How do I (24F) cultivate the mentality where it is possible to be vulnerable with others without being engulfed by them / overly needy / illogically and incessantly afraid of losing the ones I love?
This might be a little long, I'm sorry, but I don't know how else to word most of these thoughts.
I've always been somewhat of a people pleaser, and someone who thrives on the company of others. I wasn't always like this, because when I was younger, there was a lot of tension in both my nuclear and extended family - so I had trust issues for the longest time. But I met some amazing people throughout high school and university, and am at a point where I don't actively push people away because of the anticipation of rejection when I feel myself getting close to them. But now I fear I have another problem. I am terrified by the thought of people leaving me, or even just gradually drift away. So much so that I find myself "becoming" more and more like the people I love. To a point where I feel like I don't know who I am anymore because I'm just a mirror of whoever is in front of me. That is also causing the people I love to sort of worry and sort of lose interest in me and that eats into my fears.

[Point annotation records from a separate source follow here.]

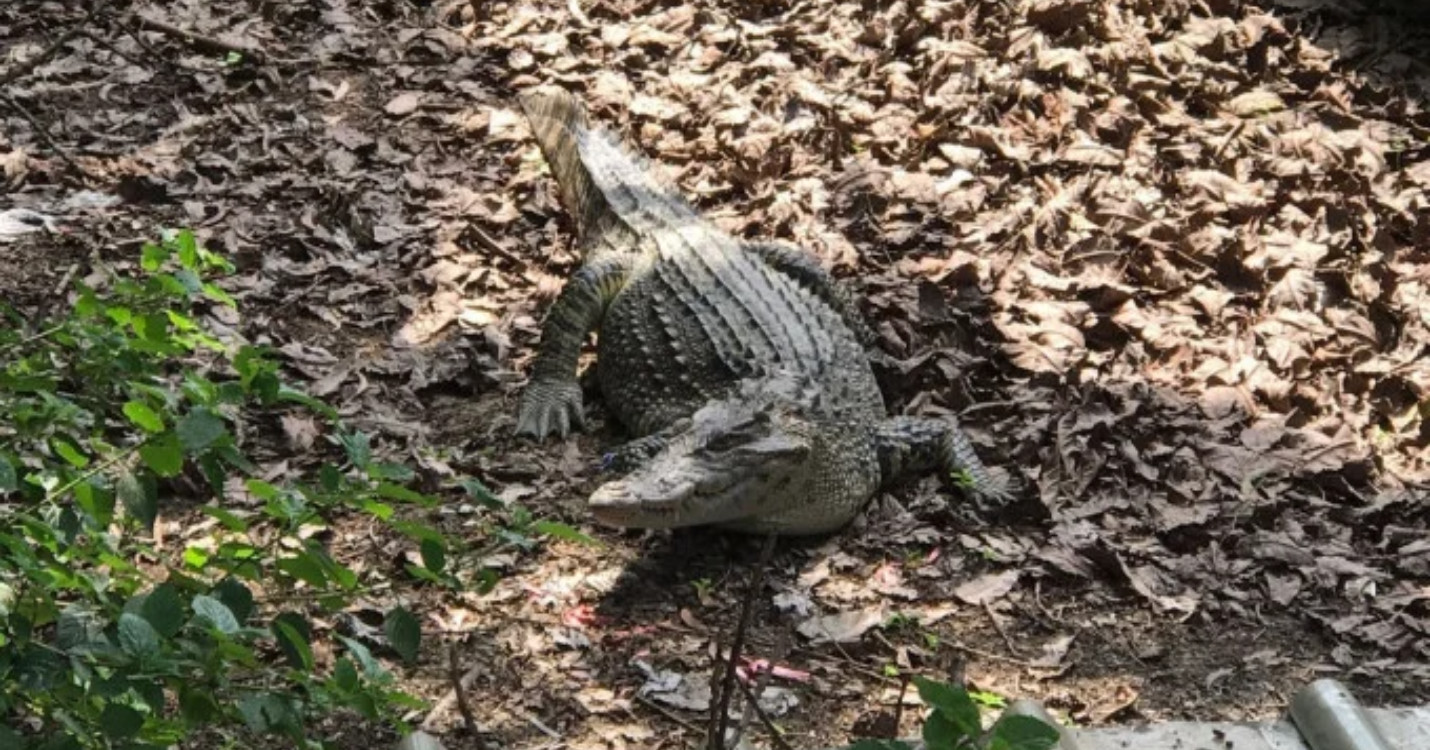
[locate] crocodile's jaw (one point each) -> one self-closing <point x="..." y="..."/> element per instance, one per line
<point x="681" y="487"/>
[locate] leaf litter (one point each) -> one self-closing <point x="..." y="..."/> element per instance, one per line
<point x="1166" y="259"/>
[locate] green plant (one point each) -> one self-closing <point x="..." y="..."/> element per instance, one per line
<point x="954" y="723"/>
<point x="129" y="405"/>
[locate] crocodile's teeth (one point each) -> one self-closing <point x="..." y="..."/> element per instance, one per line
<point x="615" y="504"/>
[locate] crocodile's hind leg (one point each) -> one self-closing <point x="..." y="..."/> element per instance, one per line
<point x="807" y="272"/>
<point x="552" y="398"/>
<point x="910" y="445"/>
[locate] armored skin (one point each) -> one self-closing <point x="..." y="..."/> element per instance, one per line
<point x="742" y="367"/>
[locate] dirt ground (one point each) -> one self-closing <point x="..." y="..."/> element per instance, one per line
<point x="1169" y="261"/>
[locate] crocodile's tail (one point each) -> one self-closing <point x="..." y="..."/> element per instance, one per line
<point x="601" y="182"/>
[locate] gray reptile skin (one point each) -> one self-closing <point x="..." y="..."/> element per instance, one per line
<point x="742" y="367"/>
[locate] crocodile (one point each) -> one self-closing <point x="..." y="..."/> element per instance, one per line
<point x="742" y="368"/>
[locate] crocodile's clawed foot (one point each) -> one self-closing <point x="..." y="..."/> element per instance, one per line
<point x="997" y="490"/>
<point x="551" y="408"/>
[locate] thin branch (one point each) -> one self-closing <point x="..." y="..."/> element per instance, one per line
<point x="109" y="463"/>
<point x="764" y="719"/>
<point x="455" y="677"/>
<point x="49" y="52"/>
<point x="721" y="719"/>
<point x="199" y="42"/>
<point x="45" y="135"/>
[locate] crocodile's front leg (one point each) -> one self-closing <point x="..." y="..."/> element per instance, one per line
<point x="910" y="445"/>
<point x="552" y="398"/>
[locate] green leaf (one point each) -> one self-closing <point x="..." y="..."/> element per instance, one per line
<point x="345" y="674"/>
<point x="268" y="713"/>
<point x="163" y="455"/>
<point x="69" y="453"/>
<point x="229" y="520"/>
<point x="403" y="633"/>
<point x="9" y="481"/>
<point x="940" y="733"/>
<point x="120" y="722"/>
<point x="142" y="415"/>
<point x="199" y="430"/>
<point x="356" y="445"/>
<point x="163" y="609"/>
<point x="395" y="473"/>
<point x="1023" y="733"/>
<point x="188" y="246"/>
<point x="219" y="295"/>
<point x="434" y="554"/>
<point x="152" y="256"/>
<point x="215" y="613"/>
<point x="136" y="636"/>
<point x="564" y="531"/>
<point x="953" y="703"/>
<point x="393" y="491"/>
<point x="140" y="498"/>
<point x="196" y="704"/>
<point x="293" y="634"/>
<point x="481" y="494"/>
<point x="96" y="501"/>
<point x="305" y="568"/>
<point x="371" y="666"/>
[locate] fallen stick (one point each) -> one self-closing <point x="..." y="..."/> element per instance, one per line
<point x="199" y="42"/>
<point x="20" y="69"/>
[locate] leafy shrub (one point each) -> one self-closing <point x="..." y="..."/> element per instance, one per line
<point x="103" y="640"/>
<point x="954" y="723"/>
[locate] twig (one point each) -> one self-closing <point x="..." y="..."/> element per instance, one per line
<point x="898" y="703"/>
<point x="721" y="719"/>
<point x="45" y="135"/>
<point x="455" y="676"/>
<point x="998" y="627"/>
<point x="49" y="52"/>
<point x="454" y="696"/>
<point x="764" y="719"/>
<point x="199" y="42"/>
<point x="109" y="463"/>
<point x="492" y="246"/>
<point x="665" y="712"/>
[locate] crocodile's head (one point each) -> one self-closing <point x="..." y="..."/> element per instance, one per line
<point x="735" y="460"/>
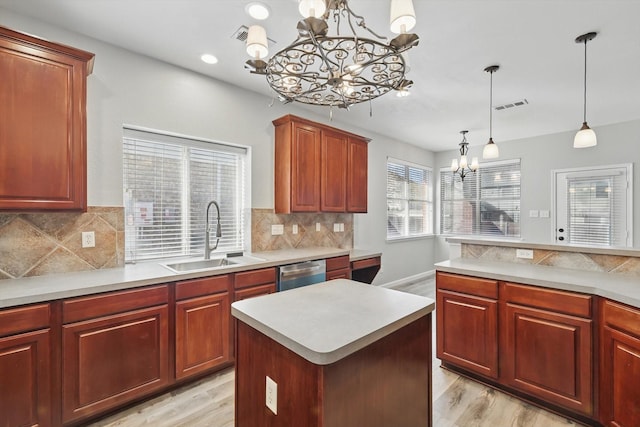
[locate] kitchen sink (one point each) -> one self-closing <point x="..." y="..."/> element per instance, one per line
<point x="203" y="264"/>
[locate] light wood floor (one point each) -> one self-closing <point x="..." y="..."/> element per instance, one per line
<point x="457" y="401"/>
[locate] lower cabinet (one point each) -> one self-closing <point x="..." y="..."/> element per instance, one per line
<point x="619" y="365"/>
<point x="548" y="345"/>
<point x="467" y="319"/>
<point x="25" y="367"/>
<point x="115" y="348"/>
<point x="203" y="325"/>
<point x="338" y="268"/>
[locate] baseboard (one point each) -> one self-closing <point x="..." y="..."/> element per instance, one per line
<point x="410" y="279"/>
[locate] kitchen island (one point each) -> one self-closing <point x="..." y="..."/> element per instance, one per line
<point x="338" y="353"/>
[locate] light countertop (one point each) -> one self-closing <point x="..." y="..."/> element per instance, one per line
<point x="14" y="292"/>
<point x="617" y="287"/>
<point x="326" y="322"/>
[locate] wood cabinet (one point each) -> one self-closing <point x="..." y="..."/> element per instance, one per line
<point x="202" y="325"/>
<point x="365" y="270"/>
<point x="338" y="268"/>
<point x="619" y="365"/>
<point x="547" y="345"/>
<point x="25" y="366"/>
<point x="467" y="319"/>
<point x="43" y="132"/>
<point x="115" y="348"/>
<point x="318" y="168"/>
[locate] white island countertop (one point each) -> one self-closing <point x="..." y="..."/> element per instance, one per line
<point x="325" y="322"/>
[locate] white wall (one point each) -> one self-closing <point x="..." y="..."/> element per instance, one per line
<point x="617" y="144"/>
<point x="126" y="88"/>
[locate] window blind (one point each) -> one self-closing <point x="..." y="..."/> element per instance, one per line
<point x="486" y="203"/>
<point x="597" y="210"/>
<point x="168" y="182"/>
<point x="409" y="199"/>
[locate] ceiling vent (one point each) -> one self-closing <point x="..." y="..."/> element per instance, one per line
<point x="518" y="103"/>
<point x="242" y="33"/>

So my question is, how do I cultivate a mindset to not place so much (unhealthy) emphasis on my relationships such that I don't need to fear being engulfed by them?
TL;DR: Worked past my trust issues with amazing people, realised that I am by default a very needy person who adopts characteristics of people I love when I interact with them in a desperate plea to keep them around when it is actually pushing them away. How do I counter this?